The attack pattern, documented in research known as PoisonedRAG, is straightforward in principle: inject a small number of malicious documents into the retrieval index. When the AI system retrieves those documents as context for a user query, the embedded instructions — formatted to look like authoritative content — influence the model's output. In controlled research conditions, injecting just five malicious documents into a corpus of millions caused the targeted AI to return the attacker's desired false answer 90% of the time for specifically crafted queries.

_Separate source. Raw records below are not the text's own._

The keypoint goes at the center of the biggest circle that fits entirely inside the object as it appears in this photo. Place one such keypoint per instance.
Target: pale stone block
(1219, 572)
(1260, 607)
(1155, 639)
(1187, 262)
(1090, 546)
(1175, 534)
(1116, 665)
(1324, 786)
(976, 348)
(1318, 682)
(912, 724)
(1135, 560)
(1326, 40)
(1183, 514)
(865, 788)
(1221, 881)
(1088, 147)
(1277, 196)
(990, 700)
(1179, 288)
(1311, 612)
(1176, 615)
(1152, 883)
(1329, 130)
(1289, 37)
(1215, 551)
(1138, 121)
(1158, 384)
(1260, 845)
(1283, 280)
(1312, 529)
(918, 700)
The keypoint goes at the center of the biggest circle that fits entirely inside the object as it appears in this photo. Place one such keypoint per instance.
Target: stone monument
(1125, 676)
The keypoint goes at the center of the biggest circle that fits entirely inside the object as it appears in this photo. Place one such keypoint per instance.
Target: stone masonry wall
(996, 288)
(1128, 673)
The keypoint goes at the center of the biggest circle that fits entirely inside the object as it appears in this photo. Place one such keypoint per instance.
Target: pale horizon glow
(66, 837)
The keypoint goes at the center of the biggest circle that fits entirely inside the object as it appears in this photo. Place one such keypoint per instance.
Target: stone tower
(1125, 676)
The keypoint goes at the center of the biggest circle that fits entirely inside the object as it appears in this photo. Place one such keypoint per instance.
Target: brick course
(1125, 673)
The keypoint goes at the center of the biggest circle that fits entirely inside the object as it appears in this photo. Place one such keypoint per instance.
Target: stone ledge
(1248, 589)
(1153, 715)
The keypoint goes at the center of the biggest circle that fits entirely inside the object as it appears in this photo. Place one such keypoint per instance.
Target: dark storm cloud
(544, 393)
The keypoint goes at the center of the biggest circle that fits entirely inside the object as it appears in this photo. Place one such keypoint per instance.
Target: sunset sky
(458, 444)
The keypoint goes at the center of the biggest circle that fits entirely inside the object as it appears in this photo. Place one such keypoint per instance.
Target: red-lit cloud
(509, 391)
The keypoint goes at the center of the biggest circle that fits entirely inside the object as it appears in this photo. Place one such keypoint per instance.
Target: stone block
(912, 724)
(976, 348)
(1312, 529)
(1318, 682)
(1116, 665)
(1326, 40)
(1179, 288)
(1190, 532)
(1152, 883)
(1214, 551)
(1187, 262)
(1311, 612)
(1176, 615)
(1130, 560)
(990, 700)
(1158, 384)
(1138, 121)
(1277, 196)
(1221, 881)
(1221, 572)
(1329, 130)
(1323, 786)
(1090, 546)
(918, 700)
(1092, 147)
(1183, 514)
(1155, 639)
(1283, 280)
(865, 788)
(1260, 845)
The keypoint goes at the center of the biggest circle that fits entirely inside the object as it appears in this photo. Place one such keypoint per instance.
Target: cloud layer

The practical implications for enterprise RAG deployments are significant. Most organisations populate their retrieval indices from sources with imperfect provenance controls: internal wikis edited by many contributors, SharePoint libraries with broad write permissions, document management systems where access governance lags document creation. An attacker — internal or external — who can write a single document to any of these sources potentially has a vector to influence AI-assisted decisions made from that knowledge base.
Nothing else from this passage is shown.